Layla Locklear jerked, once, at the exact moment he mentioned the Mindflayer. It was almost as if her body responded it to, the familiar name, but her mind was still lost to why. For now. She took his offered chopsticks, smiling up at him weakly. "Why are you like this?" She asked him, already reaching down for the second segment of a roll. "Everything in my head is just..." She paused again, popping the bite into her mouth and remaining silent while she chewed. "It's just a fucking mess." She finally finished, eyes on him again. "And, it was so strange earlier today, when I woke up. I was so hot. But the room wasn't hot... and I... I could feel you. And Eme. And Kayne. I knew you were there. But, not because I heard you, or saw you..." She stopped once more, swallowing back a lump that had formed in the back of her throat. "I could taste your aether. It was so raw. And I just..." She paused, again, looking down at the sticks in her hand.

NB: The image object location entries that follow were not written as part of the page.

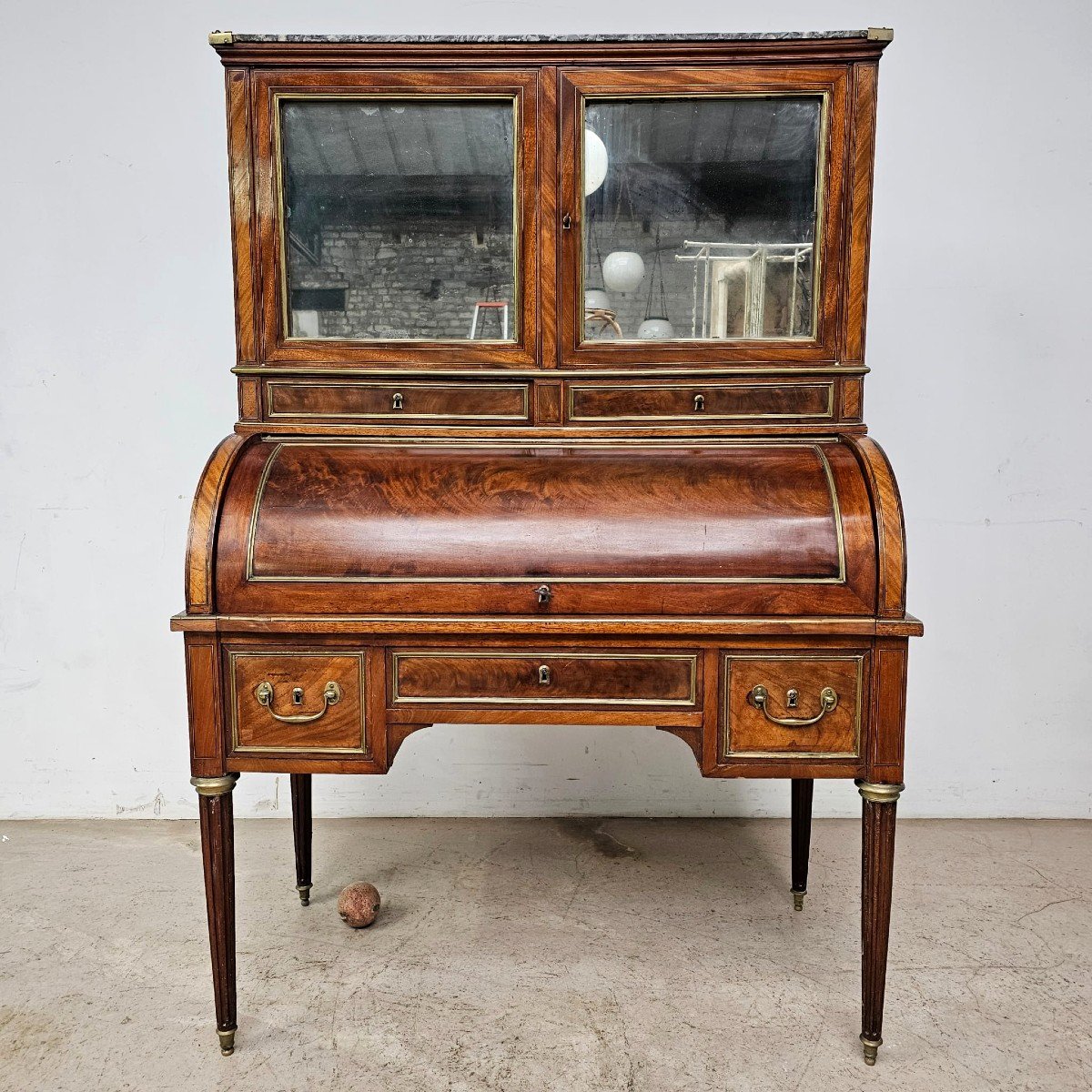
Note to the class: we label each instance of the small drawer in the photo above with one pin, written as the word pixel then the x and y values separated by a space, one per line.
pixel 794 705
pixel 393 401
pixel 550 678
pixel 296 702
pixel 698 402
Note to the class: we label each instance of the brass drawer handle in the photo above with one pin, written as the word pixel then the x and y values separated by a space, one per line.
pixel 828 698
pixel 330 697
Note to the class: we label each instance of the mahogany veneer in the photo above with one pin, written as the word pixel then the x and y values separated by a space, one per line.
pixel 691 534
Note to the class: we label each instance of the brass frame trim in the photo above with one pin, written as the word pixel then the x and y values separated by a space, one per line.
pixel 234 655
pixel 876 793
pixel 214 786
pixel 531 654
pixel 410 383
pixel 834 369
pixel 726 754
pixel 820 211
pixel 454 579
pixel 572 388
pixel 516 98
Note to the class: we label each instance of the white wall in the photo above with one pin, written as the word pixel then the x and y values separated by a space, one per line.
pixel 116 339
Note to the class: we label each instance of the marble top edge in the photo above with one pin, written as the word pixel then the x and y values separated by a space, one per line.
pixel 532 38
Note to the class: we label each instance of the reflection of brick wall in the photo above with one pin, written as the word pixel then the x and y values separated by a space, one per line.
pixel 424 285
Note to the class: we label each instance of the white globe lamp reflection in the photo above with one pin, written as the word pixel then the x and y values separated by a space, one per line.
pixel 656 329
pixel 595 162
pixel 622 270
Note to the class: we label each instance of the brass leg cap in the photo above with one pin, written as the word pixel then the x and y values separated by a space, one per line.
pixel 872 1048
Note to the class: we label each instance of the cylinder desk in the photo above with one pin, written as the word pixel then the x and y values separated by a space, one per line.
pixel 551 355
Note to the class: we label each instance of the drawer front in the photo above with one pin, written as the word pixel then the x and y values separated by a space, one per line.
pixel 552 678
pixel 805 705
pixel 699 402
pixel 399 401
pixel 296 702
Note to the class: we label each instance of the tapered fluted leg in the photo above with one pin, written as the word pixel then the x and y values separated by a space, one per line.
pixel 301 833
pixel 217 852
pixel 802 836
pixel 876 875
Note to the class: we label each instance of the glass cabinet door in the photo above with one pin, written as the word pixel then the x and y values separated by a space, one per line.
pixel 399 211
pixel 702 214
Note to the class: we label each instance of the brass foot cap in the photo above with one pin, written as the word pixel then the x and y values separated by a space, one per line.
pixel 872 1048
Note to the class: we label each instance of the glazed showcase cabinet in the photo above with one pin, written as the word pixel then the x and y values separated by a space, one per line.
pixel 550 364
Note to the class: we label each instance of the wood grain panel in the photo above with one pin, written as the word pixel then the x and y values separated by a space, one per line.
pixel 697 402
pixel 398 401
pixel 203 519
pixel 544 678
pixel 748 731
pixel 255 727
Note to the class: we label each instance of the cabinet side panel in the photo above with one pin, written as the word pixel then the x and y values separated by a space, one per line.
pixel 241 175
pixel 860 211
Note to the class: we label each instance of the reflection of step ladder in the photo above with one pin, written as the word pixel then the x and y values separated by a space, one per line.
pixel 497 306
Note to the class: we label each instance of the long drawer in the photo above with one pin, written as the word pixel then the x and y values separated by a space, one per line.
pixel 393 401
pixel 697 401
pixel 544 678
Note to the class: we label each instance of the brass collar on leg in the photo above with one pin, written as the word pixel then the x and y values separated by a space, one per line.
pixel 872 1047
pixel 214 786
pixel 879 794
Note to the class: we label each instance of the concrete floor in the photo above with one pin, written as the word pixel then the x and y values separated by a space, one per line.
pixel 628 956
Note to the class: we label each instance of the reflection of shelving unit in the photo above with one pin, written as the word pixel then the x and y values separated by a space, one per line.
pixel 720 267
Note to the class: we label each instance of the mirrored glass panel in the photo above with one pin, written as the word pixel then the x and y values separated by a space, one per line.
pixel 700 217
pixel 399 218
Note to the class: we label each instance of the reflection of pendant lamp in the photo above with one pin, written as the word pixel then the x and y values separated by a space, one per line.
pixel 595 162
pixel 656 327
pixel 622 270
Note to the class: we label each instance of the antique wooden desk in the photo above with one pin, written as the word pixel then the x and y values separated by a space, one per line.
pixel 551 356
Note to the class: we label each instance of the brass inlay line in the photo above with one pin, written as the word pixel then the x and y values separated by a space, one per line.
pixel 531 655
pixel 524 389
pixel 251 577
pixel 704 415
pixel 398 96
pixel 326 654
pixel 726 753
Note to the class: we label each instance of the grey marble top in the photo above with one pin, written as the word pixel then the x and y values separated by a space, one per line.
pixel 517 38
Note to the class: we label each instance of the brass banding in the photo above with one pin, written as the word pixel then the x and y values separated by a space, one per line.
pixel 879 794
pixel 214 786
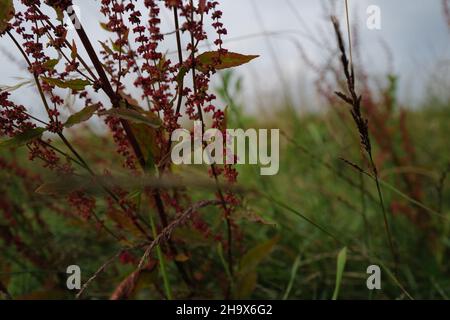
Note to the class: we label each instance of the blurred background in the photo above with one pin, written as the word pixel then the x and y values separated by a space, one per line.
pixel 292 221
pixel 413 43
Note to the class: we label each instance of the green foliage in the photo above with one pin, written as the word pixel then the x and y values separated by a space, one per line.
pixel 22 138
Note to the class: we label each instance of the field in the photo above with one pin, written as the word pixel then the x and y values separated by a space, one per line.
pixel 362 184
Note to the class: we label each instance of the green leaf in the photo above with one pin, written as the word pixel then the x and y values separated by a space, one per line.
pixel 82 116
pixel 106 48
pixel 75 84
pixel 105 27
pixel 220 61
pixel 246 285
pixel 146 138
pixel 247 275
pixel 23 138
pixel 63 186
pixel 133 116
pixel 51 64
pixel 6 13
pixel 341 261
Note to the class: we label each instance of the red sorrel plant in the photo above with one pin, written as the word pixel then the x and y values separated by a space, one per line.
pixel 141 126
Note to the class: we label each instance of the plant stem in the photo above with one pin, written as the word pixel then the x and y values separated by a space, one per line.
pixel 162 265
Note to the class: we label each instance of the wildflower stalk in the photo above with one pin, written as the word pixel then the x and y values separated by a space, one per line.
pixel 162 264
pixel 354 101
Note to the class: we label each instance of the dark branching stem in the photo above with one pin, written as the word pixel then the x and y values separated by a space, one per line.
pixel 194 45
pixel 115 100
pixel 354 101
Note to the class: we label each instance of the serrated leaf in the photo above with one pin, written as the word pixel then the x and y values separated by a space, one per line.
pixel 341 261
pixel 75 84
pixel 23 138
pixel 82 116
pixel 133 116
pixel 220 61
pixel 7 12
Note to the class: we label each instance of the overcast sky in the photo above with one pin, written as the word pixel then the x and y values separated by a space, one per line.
pixel 414 30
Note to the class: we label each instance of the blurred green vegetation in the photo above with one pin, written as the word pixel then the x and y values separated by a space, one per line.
pixel 288 233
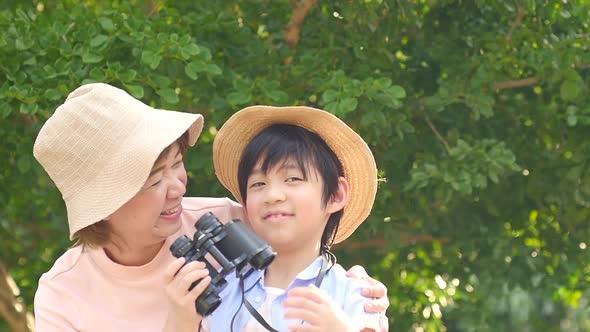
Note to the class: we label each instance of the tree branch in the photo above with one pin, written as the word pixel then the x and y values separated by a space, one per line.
pixel 517 83
pixel 435 131
pixel 292 33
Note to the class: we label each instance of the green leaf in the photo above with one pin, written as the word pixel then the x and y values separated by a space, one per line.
pixel 151 58
pixel 169 95
pixel 91 58
pixel 239 97
pixel 135 90
pixel 213 69
pixel 347 105
pixel 24 163
pixel 329 96
pixel 52 94
pixel 107 24
pixel 569 90
pixel 98 40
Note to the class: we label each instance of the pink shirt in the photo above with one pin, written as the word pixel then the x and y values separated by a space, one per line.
pixel 86 291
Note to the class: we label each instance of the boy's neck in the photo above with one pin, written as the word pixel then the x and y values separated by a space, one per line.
pixel 288 264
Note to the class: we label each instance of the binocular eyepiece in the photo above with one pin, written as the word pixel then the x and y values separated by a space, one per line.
pixel 233 245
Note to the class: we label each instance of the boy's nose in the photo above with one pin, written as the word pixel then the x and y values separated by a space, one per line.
pixel 274 195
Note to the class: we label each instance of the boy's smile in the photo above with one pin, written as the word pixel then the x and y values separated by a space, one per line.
pixel 277 216
pixel 285 207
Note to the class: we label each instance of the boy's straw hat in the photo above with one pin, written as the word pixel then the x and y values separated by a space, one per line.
pixel 354 154
pixel 100 146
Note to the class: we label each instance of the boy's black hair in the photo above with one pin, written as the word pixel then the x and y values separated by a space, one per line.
pixel 279 142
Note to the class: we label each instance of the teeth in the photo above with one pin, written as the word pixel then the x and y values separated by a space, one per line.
pixel 172 211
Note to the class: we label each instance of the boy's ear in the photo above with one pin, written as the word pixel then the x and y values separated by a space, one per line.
pixel 339 199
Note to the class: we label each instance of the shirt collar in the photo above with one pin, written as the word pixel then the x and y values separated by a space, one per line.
pixel 309 273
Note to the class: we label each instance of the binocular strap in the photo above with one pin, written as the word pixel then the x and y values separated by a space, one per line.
pixel 254 312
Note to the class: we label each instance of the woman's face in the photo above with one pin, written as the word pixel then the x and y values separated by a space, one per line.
pixel 153 214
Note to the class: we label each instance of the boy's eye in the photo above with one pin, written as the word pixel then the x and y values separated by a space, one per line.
pixel 256 184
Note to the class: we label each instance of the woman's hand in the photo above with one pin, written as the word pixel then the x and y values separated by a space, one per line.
pixel 182 313
pixel 376 291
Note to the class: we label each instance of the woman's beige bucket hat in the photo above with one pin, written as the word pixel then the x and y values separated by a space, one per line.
pixel 100 146
pixel 352 151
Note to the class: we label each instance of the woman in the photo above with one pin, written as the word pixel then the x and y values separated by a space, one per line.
pixel 118 165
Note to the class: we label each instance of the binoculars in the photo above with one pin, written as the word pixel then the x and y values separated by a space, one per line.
pixel 233 245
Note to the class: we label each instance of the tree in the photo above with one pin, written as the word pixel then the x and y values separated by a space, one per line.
pixel 477 113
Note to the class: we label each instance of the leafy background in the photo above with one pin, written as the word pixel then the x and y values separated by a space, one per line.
pixel 477 112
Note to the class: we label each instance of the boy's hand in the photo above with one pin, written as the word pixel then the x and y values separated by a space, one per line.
pixel 376 291
pixel 315 307
pixel 182 313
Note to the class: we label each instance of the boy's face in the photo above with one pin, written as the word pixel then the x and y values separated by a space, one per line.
pixel 285 208
pixel 153 214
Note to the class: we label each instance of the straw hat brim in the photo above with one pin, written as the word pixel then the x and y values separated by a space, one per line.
pixel 357 160
pixel 128 168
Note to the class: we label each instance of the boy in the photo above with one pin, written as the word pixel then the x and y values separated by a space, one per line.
pixel 306 180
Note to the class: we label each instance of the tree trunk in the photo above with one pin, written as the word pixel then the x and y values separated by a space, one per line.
pixel 12 307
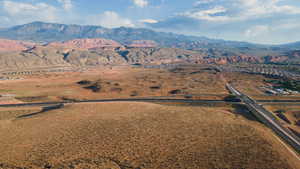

Asher snorted quietly and retrieved her own chopsticks, fiddling with them in his hand to get a proper grip with them. She was definitely more practiced with them than he was, but he'd make due. "You were..." he trailed off, searching for the words as he retrieved a bite for himself and silently chewed. Once he'd swallowed it down he shook his head. "You weren't entirely yourself, I don't think... You were manic, aware of certain things at some points, and slipping at others." He shook his head and looked back towards her, offering a smile. "Are you feeling that right now?" He examined her from head to toe as he posed that question, inevitably settling his gaze upon her own. He remembered how those green eyes had turned a fiery blue. It was hard not to imagine them doing so again already... But that was something he felt he'd keep to himself for now.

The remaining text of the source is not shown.